The ad, titled “Come Back Swinging,” is unusually long at more than a minute. It is airing in Boston and Providence cable markets. Massachusetts voters in southern towns such as Attleboro get programming from the Providence region.
Campaign spokeswoman Emily Browne described the purchase as “a substantial buy,” though she declined to say how often the ad would run or how much the campaign spent to get it on air.
“The purpose of this ad is to highlight Joe’s priorities,” she said, “and help show voters the clear choice they will face in November when it comes to the most important issues facing the 4th District, from putting people back to work to protecting seniors’ retirement security and getting our debt and deficit under control.”
Kennedy, 31, is seeking the seat held by U.S. Representative Barney Frank since 1981. He has never run for office before, but as a member of the nation’s most storied political family—he is the son of former Congressman Joseph P. Kennedy II and the grandson of Robert F. Kennedy—he has far less need to introduce himself to the electorate than most first-time candidates would.
The ad makes no reference to his family legacy and includes only brief mentions of his personal experiences, such as his time in the Peace Corps and his career as a prosecutor.
Instead, the spot consists largely of a list of policy proposals, many of them Democratic stand-bys: “Focus on job creation. Invest in infrastructure and community colleges. Give small businesses access to the capital and tools they need to grow. Protect Social Security and Medicare. Don’t gut them.”
The ad also specifically lobbies for the Buffett rule “so that billionaires pay at least the same rate as most middle-class families.” The 2011 tax plan, proposed by President Barack Obama, would raise the minimum tax rate for people making more than a million dollars a year to 30 percent.
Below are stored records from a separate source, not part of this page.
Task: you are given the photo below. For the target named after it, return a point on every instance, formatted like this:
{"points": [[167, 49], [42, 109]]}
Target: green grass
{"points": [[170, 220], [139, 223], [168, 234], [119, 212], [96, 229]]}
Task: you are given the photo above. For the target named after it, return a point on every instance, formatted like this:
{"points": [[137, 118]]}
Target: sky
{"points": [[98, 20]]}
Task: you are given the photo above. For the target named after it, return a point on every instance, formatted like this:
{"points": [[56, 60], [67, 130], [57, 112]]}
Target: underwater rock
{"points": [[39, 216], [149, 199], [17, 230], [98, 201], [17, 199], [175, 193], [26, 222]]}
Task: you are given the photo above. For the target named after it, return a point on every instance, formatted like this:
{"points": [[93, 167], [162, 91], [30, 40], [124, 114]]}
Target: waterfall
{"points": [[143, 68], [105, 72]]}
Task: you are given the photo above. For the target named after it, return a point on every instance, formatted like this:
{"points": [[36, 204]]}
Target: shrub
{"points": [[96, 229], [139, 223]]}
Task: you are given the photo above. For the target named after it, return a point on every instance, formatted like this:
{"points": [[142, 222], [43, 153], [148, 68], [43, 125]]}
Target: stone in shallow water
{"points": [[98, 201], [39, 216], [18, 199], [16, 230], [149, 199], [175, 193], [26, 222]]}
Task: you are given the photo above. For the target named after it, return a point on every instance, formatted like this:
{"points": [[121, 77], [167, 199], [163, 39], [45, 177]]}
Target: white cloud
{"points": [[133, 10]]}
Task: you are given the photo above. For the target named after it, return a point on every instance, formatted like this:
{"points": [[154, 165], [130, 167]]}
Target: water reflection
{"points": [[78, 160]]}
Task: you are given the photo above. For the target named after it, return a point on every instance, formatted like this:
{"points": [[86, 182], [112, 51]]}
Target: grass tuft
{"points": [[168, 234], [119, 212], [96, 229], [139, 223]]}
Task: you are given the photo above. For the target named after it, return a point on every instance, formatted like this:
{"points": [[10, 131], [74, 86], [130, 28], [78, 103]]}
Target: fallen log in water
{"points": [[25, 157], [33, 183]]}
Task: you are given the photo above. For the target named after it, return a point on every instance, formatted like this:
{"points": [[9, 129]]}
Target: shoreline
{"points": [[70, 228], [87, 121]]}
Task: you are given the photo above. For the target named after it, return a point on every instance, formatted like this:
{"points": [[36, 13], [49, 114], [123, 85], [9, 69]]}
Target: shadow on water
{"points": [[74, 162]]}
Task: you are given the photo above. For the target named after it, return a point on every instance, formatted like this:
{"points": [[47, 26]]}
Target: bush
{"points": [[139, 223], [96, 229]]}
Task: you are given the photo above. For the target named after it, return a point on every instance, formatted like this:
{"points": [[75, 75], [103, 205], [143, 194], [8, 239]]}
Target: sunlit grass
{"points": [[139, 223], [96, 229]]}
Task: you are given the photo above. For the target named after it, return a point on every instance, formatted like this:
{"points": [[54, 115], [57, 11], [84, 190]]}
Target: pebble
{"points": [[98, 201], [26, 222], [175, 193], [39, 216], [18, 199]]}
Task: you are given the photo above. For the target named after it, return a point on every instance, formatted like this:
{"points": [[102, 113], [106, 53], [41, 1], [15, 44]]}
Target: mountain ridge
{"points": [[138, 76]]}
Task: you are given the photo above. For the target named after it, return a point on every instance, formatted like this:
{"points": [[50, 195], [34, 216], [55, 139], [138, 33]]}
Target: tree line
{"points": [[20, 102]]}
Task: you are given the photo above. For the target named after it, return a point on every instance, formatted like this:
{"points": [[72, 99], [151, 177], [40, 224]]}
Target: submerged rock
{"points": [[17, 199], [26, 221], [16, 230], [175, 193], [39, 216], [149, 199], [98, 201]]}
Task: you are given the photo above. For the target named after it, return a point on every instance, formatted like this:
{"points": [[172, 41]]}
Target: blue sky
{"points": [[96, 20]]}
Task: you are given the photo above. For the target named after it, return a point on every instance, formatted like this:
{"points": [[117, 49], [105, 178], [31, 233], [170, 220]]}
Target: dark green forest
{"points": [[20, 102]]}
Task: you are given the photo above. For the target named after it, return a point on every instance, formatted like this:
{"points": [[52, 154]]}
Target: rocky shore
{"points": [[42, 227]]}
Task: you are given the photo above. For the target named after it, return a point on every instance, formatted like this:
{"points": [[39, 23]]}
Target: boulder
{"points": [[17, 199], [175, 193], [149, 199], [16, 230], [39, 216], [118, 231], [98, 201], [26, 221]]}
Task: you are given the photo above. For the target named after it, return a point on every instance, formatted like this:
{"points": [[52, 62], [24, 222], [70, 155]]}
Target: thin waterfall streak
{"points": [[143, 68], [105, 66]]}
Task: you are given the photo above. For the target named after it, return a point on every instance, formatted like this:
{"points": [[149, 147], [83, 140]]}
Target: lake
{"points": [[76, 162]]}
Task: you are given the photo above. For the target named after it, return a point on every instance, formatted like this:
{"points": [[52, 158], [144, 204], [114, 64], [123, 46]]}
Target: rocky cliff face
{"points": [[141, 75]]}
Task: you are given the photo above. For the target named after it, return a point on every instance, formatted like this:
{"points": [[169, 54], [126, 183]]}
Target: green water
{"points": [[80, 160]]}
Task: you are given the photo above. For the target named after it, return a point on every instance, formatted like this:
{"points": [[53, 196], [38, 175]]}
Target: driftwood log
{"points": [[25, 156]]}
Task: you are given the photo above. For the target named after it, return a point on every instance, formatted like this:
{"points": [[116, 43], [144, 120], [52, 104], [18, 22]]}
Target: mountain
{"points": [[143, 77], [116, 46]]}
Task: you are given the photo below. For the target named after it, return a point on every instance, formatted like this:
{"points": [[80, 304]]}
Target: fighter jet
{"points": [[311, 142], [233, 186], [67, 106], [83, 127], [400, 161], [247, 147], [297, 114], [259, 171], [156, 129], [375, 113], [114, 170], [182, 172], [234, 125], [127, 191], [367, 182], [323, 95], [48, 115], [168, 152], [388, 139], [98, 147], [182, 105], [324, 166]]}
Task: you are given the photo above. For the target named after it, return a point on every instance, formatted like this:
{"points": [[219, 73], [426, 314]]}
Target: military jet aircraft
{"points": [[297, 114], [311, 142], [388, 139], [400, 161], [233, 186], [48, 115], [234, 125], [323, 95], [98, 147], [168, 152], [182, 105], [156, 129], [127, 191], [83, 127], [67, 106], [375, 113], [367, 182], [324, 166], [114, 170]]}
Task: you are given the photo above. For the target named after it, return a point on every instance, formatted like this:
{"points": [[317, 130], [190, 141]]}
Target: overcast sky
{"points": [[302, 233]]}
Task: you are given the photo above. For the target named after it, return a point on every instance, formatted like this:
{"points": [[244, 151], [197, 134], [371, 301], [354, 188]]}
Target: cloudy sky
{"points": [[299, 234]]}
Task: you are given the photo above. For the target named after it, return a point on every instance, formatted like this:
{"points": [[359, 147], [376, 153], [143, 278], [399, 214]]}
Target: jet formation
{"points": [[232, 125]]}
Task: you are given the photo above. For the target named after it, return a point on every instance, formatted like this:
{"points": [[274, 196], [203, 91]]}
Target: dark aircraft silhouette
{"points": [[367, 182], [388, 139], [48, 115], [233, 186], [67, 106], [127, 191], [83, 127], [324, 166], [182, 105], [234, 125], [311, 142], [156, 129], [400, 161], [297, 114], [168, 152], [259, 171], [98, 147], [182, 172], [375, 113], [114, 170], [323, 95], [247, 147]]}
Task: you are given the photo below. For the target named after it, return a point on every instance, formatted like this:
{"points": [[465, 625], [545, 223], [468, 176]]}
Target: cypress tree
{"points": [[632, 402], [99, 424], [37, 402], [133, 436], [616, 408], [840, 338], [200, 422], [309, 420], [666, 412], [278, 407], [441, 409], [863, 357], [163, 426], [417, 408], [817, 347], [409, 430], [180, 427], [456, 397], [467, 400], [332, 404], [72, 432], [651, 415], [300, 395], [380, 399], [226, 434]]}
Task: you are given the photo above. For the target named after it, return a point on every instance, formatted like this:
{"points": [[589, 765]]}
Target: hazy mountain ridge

Kennedy’s new ad makes no mention of his Republican opponent, Sean Bielat, who has criticized him in the past as unwilling to answer tough questions or stake out specific policy goals.
Bielat said he was unimpressed by the ad.
“It’s typical talking points—nothing I wouldn’t have expected. It’s pretty fluffy,” he said in a phone interview. “It is long, but I think that’s an indication of the fact that they have a lot of money they’re going to throw at this race.”
The mention of the Buffett rule, he added, is “a gimmick. [The proposal] would actually do almost nothing. It’s not worth wasting that much of a 60-second ad on—not that I want to tell him how to spend his money.”
Bielat has yet to release his first major TV spot—“for strategic reasons,” he said, “and also partly because we’re still working out a few things.”